To see the status of our job, we can do:

squeue -l -u $USER

If the system has enough resources available, jobs will run as soon as they were submitted. If it doesn't, jobs will pend until the resources become available. Remember to write down the numbers that appear in the column "JOBID". We will need them later to check that the jobs have finished succesfully and to get information about the efficiency of the allocated resources.

Evaluating the quality of the assemblies

First let's check if the assembly jobs have finished. Run the command after changing "JOBID" to the number you wrote down before:

seff JOBID

If it shows "State: COMPLETED (exit code 0)", then it means the job has finished succesfully without errors. Take a look also at the fields "CPU Efficiency" and "Memory Efficiency". Based on these values we can adjust our future scripts to allocate less resources. In Puhti, the more resources you use the higher the costs to the project and potential waiting time in the queue.

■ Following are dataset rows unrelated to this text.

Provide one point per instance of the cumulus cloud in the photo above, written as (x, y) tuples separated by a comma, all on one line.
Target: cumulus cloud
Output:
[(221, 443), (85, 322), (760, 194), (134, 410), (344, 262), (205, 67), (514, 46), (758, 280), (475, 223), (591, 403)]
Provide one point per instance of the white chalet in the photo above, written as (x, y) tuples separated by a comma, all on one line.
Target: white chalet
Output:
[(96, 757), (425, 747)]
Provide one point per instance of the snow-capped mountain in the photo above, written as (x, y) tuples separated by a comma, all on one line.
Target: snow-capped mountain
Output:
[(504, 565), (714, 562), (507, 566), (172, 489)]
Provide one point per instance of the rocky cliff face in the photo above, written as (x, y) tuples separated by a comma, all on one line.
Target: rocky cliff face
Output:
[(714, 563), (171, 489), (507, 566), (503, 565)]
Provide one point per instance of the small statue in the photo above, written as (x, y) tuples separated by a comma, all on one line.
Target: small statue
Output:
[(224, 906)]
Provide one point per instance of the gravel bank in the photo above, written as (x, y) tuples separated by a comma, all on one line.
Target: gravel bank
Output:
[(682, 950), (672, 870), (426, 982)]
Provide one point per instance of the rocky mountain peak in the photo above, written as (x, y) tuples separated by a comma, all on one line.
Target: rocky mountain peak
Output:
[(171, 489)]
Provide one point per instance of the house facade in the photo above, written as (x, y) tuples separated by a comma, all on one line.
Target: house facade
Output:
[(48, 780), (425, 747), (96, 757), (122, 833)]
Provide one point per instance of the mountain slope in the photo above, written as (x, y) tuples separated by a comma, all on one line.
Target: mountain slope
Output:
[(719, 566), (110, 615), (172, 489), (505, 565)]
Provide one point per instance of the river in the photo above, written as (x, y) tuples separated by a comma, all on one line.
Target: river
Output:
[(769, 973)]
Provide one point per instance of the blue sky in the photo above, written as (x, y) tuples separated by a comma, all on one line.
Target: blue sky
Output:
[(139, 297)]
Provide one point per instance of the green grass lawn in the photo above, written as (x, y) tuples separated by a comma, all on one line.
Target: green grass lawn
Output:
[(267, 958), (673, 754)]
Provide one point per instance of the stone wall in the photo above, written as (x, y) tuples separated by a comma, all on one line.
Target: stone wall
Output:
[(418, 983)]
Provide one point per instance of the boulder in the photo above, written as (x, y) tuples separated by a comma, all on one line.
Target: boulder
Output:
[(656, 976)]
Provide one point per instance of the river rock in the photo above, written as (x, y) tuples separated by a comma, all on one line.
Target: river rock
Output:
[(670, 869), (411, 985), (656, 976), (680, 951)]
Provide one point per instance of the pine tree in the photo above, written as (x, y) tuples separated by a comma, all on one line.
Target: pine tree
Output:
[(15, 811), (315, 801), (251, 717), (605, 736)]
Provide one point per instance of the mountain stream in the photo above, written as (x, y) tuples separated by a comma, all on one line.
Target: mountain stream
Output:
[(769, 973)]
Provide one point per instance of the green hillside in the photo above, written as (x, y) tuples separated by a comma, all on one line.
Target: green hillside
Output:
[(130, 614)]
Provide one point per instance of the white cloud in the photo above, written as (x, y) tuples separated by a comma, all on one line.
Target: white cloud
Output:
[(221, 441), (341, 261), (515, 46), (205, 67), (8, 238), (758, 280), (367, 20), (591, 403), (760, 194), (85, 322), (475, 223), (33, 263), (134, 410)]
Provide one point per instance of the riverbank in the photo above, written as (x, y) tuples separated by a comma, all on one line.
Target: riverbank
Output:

Now we will run a program called QUAST to evaluate the quality of the assemblies. We start by connecting to the interactive partition and loading biokit:

sinteractive -A project_2001379
module load biokit

And now let's run QUAST:

quast.py SPADES_MATILDA/contigs.fasta SPADES_LILITH/contigs.fasta SPADES_SALLA/contigs.fasta -o QUAST

When QUAST has finished, exit the interactive partition and move the following files to your computer with FileZilla:

  • report.html
  • report.pdf
  • icarus.html
  • icarus_viewers (folder)

Open the file "report.html" in a web browser. How does the assemblies look like?

  • How many contigs?
  • What is the longest contig?
  • Total size of the assembly? Is this more or less in the ballpark of what you expected for these genomes?